In sostanza ci sarebbero state omissioni e sottovalutazioni anche perché in precedenza era stato sventato un tentativo di fuga precedente a quello culminato con la morte del paziente. Sempre secondo le parti lese il caso sarebbe stato trattato con sufficienza anche dal consulente della Procura della Repubblica.

Le parti lese hanno anche insistito sulla opportunità di indagare anche coloro che incontrarono per strada Colantoni e, pur notandolo in condizioni psicofisiche molto precarie, non chiamarono il 118 o le forze dell’ordine.
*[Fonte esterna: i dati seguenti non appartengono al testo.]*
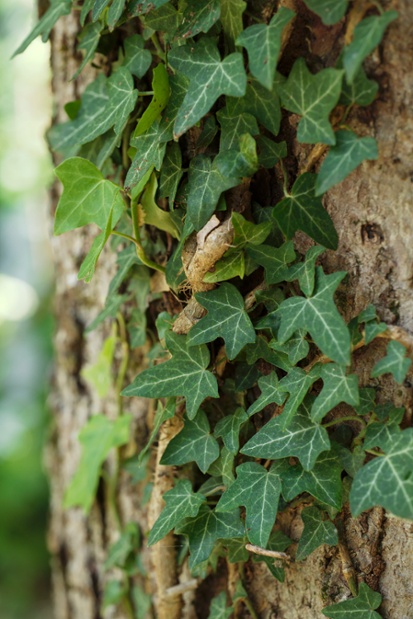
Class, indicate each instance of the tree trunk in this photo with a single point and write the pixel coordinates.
(372, 213)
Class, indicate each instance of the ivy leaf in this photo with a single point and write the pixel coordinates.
(367, 35)
(181, 502)
(387, 480)
(229, 427)
(209, 79)
(97, 438)
(231, 19)
(361, 607)
(219, 608)
(185, 374)
(302, 210)
(316, 532)
(137, 59)
(330, 11)
(319, 316)
(302, 439)
(226, 318)
(57, 9)
(395, 362)
(273, 259)
(258, 490)
(313, 97)
(338, 387)
(87, 197)
(198, 16)
(193, 444)
(323, 481)
(207, 528)
(343, 158)
(263, 44)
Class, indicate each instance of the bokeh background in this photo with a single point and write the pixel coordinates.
(26, 324)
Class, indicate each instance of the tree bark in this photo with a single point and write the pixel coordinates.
(372, 211)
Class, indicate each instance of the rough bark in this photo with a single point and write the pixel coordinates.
(372, 213)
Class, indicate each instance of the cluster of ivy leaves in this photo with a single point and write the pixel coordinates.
(192, 108)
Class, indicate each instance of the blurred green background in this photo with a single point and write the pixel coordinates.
(25, 316)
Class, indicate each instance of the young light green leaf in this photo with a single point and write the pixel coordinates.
(219, 608)
(367, 35)
(263, 44)
(302, 210)
(323, 481)
(395, 362)
(87, 197)
(316, 532)
(207, 528)
(313, 97)
(361, 607)
(193, 444)
(198, 16)
(343, 158)
(183, 375)
(258, 490)
(97, 438)
(273, 259)
(137, 59)
(57, 9)
(226, 318)
(319, 316)
(228, 429)
(209, 79)
(387, 480)
(338, 387)
(231, 19)
(330, 11)
(303, 439)
(181, 502)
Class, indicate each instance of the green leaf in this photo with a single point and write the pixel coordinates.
(88, 41)
(233, 126)
(338, 387)
(229, 427)
(87, 197)
(316, 532)
(343, 158)
(302, 210)
(258, 490)
(99, 375)
(387, 480)
(137, 59)
(263, 44)
(97, 438)
(361, 607)
(106, 103)
(367, 35)
(323, 481)
(181, 502)
(274, 260)
(319, 316)
(183, 375)
(193, 444)
(198, 16)
(330, 11)
(207, 528)
(231, 19)
(395, 362)
(219, 608)
(226, 318)
(209, 79)
(57, 9)
(313, 97)
(302, 439)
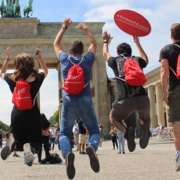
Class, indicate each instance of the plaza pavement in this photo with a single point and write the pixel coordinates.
(156, 162)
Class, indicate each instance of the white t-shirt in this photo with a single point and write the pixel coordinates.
(75, 128)
(53, 133)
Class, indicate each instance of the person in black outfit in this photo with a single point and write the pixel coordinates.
(26, 124)
(131, 98)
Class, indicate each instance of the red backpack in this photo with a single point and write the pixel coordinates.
(134, 75)
(178, 66)
(21, 96)
(74, 83)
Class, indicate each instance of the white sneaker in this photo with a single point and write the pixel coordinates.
(28, 156)
(178, 163)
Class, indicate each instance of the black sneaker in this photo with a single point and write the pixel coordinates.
(145, 134)
(70, 169)
(6, 151)
(94, 161)
(129, 135)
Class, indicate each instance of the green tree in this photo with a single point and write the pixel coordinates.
(55, 118)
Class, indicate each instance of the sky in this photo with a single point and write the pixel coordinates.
(161, 14)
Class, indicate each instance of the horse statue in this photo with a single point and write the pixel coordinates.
(28, 9)
(17, 9)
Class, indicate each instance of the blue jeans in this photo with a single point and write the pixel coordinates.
(72, 108)
(121, 141)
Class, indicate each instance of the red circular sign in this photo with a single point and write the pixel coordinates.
(132, 23)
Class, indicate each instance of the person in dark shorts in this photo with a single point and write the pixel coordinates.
(131, 98)
(79, 105)
(169, 58)
(26, 124)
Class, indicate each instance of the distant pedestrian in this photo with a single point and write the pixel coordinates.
(82, 136)
(101, 136)
(52, 136)
(113, 134)
(76, 134)
(120, 140)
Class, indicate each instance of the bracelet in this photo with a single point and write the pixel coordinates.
(105, 41)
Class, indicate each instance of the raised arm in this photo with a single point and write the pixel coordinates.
(5, 65)
(42, 63)
(165, 79)
(93, 43)
(57, 42)
(141, 51)
(106, 37)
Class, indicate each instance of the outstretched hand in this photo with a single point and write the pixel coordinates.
(136, 40)
(67, 22)
(82, 26)
(106, 36)
(38, 52)
(8, 53)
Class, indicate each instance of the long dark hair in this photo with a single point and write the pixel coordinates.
(45, 122)
(24, 67)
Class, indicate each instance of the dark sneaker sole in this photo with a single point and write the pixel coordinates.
(70, 166)
(28, 158)
(94, 161)
(144, 139)
(131, 144)
(5, 152)
(130, 140)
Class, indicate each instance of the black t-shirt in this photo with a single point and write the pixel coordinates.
(124, 89)
(171, 53)
(35, 85)
(82, 130)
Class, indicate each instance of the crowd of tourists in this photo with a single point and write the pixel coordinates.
(26, 121)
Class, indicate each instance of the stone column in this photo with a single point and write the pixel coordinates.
(36, 64)
(159, 103)
(151, 95)
(103, 106)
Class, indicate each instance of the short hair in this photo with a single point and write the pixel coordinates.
(77, 47)
(124, 48)
(175, 31)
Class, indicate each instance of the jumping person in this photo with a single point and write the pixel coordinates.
(26, 124)
(169, 58)
(131, 98)
(79, 105)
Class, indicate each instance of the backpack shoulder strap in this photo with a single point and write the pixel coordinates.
(169, 66)
(73, 63)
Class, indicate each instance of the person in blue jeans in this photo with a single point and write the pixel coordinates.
(81, 105)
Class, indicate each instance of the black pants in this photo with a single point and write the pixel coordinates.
(26, 128)
(46, 148)
(114, 141)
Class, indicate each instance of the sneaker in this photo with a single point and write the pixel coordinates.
(6, 151)
(28, 155)
(70, 169)
(129, 135)
(178, 163)
(145, 134)
(94, 161)
(16, 155)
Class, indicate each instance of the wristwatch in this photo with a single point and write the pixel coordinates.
(64, 26)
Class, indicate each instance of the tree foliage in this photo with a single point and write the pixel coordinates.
(55, 118)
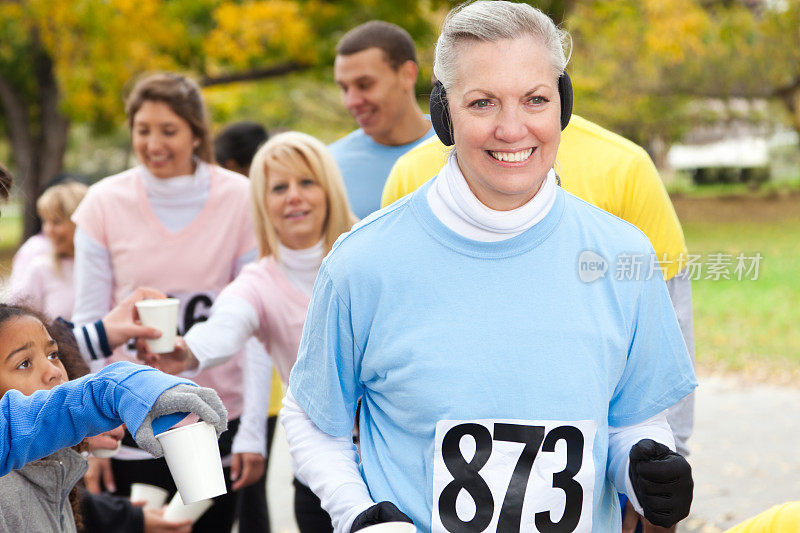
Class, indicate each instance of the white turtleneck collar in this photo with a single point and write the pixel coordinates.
(454, 204)
(301, 266)
(177, 201)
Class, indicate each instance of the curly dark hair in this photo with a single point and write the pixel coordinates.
(73, 362)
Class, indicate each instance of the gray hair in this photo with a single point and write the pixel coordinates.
(491, 21)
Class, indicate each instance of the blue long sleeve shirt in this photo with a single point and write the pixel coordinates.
(32, 427)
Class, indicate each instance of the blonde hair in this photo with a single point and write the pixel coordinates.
(59, 202)
(183, 96)
(492, 21)
(298, 153)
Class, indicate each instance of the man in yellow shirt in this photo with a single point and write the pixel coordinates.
(616, 175)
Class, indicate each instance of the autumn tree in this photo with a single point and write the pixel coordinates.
(70, 61)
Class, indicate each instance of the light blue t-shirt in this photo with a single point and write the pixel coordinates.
(365, 166)
(490, 372)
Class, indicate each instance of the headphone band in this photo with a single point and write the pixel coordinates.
(443, 123)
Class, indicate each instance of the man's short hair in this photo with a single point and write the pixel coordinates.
(6, 179)
(397, 45)
(239, 141)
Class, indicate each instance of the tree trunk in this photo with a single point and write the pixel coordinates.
(38, 135)
(791, 99)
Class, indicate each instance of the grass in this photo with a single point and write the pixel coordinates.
(748, 325)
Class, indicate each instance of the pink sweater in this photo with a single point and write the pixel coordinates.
(193, 264)
(281, 310)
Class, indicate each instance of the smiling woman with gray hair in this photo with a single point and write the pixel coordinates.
(502, 388)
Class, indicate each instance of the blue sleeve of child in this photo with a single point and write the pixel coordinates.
(32, 427)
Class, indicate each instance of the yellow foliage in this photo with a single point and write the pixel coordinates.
(270, 31)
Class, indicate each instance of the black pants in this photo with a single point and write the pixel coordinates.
(252, 510)
(310, 516)
(218, 519)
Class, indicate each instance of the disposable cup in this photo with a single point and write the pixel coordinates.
(391, 527)
(154, 497)
(103, 453)
(177, 511)
(161, 314)
(193, 459)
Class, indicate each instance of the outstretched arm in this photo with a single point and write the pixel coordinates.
(32, 427)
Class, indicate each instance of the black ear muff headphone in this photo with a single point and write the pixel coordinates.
(443, 125)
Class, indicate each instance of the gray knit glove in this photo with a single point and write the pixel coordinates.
(202, 401)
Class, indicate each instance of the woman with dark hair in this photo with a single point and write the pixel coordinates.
(181, 224)
(40, 357)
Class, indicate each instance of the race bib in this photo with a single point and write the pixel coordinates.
(513, 476)
(194, 307)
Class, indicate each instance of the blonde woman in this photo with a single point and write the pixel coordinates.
(46, 285)
(299, 209)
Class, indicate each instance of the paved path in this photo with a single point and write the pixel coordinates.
(745, 456)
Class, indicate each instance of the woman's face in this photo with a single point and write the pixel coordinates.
(506, 119)
(61, 232)
(162, 140)
(30, 359)
(297, 208)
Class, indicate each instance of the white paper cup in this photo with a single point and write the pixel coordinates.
(391, 527)
(103, 453)
(161, 314)
(154, 497)
(177, 512)
(192, 455)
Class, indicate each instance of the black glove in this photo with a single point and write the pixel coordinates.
(380, 513)
(662, 481)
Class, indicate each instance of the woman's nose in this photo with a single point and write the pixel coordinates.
(510, 125)
(293, 195)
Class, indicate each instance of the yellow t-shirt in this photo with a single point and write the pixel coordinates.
(275, 395)
(779, 519)
(594, 164)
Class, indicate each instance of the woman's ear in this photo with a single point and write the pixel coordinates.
(409, 72)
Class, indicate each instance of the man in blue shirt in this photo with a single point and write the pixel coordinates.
(376, 69)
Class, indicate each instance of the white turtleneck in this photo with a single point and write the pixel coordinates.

Le parti lese hanno anche precisato che l’opinione pubblica aquilana era informata sull’allontanamento dell’uomo dall’ospedale aquilano per via della notizia comparsa più volte sulla stampa locale e anche nazionale visto che se ne parlò anche su «Chi l’ha visto?», la nota trasmissione di Rai3.

Nei prossimi giorni si conoscerà la decisione del giudice Billi.

Questi potrà chiudere definitivamente il caso ma anche disporre nuove indagini e in un secondo momento, nell’ipotesi in cui decidesse di far individuare i possibili responsabili (l’inchiesta è ancora contro ignoti), ordinare l’imputazione coatta.